Wir reichten daraufhin Klage vor dem Verwaltungsgericht Schwerin ein. Das Finanzministerium beauftragte eine externe Anwaltskanzlei, die auf 54 Seiten darlegte, warum die Fragen ihrer Meinung nach weitgehend nicht beantwortet werden müssen. Die Fragen nach den verloren gegangenen Dokumenten wiesen die Anwälte ebenfalls zurück. Die Begründung ist angesichts der neuen Enthüllungen schlecht gealtert:

„Würde man jede Behauptung eines Verfahrensfehlers zum Anlass nehmen, Einzelheiten eines Steuerverfahrens zu offenbaren, würde das Steuergeheimnis praktisch ausgehöhlt und leerlaufen. Damit ein zwingendes Offenbarungsinteresse im Sinne des § 30 Abs. 4 Nr. 5 AO vorliegt, müssen weitaus gewichtigere Anhaltspunkte sprechen, etwa der begründete Verdacht eines systemischen Versagens, die dann schwere Nachteile für das Gemeinwohl nach sich zögen.“

Das Finanzministerium verweigerte die Antwort auch mit Verweis darauf, dass die Stiftung das Ministerium nicht vollumfänglich vom Steuergeheimnis und somit von § 30 Abs. 4 Nr. 5 AO befreit habe. Hier ein Auszug aus dem Befreiungsschreiben, in dem die Stiftung „nochmals daran erinnert, dass auch wir als Betroffene großes Interesse an dem Inhalt der Verwaltungsvorgänge haben. Es ist bedauerlich, dass wir dafür den Gerichtsweg beschreiten müssen“:

Aus dem Schreiben der Stiftung an das Finanzministerium zur Befreiung vom Steuergeheimnis

Doch die Einschränkung („unter Wahrung der gesetzlichen Vorschriften“) würde auch § 30 Abs. 4 Nr. 5 AO inkludieren, so die Anwälte des Finanzministeriums. Selbst wenn man dieses Argument durchgehen lässt – das Finanzministerium hat in seinen umfangreichen Antworten klar gemacht, dass man die Fragen so oder so nicht beantworten würde, um „verwaltungsinterne Vorgänge“ zu schützen.

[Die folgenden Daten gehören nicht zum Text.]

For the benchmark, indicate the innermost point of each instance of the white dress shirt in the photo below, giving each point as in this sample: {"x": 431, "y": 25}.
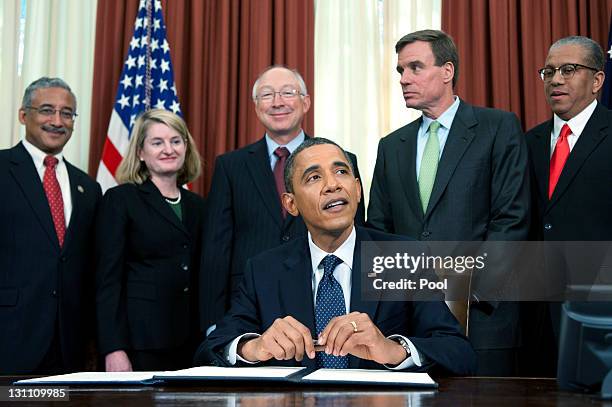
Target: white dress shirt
{"x": 576, "y": 125}
{"x": 342, "y": 274}
{"x": 61, "y": 172}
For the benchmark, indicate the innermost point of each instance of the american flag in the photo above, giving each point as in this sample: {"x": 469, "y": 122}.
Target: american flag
{"x": 147, "y": 81}
{"x": 606, "y": 97}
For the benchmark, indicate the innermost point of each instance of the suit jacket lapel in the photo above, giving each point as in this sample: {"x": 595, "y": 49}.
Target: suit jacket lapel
{"x": 152, "y": 196}
{"x": 76, "y": 194}
{"x": 406, "y": 159}
{"x": 459, "y": 139}
{"x": 541, "y": 161}
{"x": 295, "y": 287}
{"x": 295, "y": 290}
{"x": 27, "y": 178}
{"x": 258, "y": 164}
{"x": 357, "y": 302}
{"x": 594, "y": 132}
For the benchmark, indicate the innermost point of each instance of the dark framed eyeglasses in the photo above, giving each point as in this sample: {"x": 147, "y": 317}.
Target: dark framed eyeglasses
{"x": 267, "y": 95}
{"x": 48, "y": 111}
{"x": 567, "y": 71}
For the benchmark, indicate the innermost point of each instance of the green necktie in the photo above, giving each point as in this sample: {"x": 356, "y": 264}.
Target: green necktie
{"x": 429, "y": 164}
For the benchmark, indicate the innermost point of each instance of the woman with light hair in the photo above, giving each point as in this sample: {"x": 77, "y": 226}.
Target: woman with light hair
{"x": 148, "y": 240}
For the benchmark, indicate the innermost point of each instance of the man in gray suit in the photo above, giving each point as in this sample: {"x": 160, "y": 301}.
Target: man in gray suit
{"x": 458, "y": 173}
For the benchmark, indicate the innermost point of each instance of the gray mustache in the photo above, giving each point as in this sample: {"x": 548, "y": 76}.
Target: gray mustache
{"x": 51, "y": 129}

Eine Entscheidung des Gerichts steht noch immer aus.

Steuergeheimnis als Argument greift nicht

Darüber hinaus darf aus guten Gründen bezweifelt werden, dass § 30 AO überhaupt als Argument für eine Auskunftsverweigerung über die verbrannten Akten valide ist. Die Kanzlei Partsch & Partner vertritt Cicero in dem Verfahren. Rechtsanwalt Christoph Partsch sagt:

„Das durch § 30 AO geschützte Steuergeheimnis soll den Steuerpflichtigen schützen und korrespondiert mit dessen Pflicht, alles offenzulegen. Nicht vom Schutzbereich des Steuergeheimnis nach § 30 AO gedeckt ist es, wenn der Verdacht besteht, dass Finanzbeamte nicht ihre Aufgabe erfüllen, Straftaten begehen oder öffentliche Mittel zu Unrecht verausgabt oder nicht vereinnahmt werden. Selbst wenn es sich um ein Steuergeheimnis handelte, so sieht § 30 Abs. 4 in Verbindung mit § 30 Abs. 5 AO ein zwingendes öffentliches Interesse bestehen. Die Offenlegung ist hier erforderlich, um das erschütterte Vertrauen der Öffentlichkeit in die Finanzverwaltung wieder herzustellen.“

Geue kann es drehen und wenden, wie er will: Aus dieser Affäre kann er sich ohne massiven Glaubwürdigkeitsverlust nicht herausziehen.

Änderungshinweis, 02.03.23: In einer vorherigen Version wurde der CDU-Politiker Marc Reinhardt bezüglich seiner Aussage in der Finanzausschussitzung vom 5. Mai 2022 nicht korrekt zitiert. Wir haben dies korrigiert. Wir bitten, den Fehler zu entschuldigen.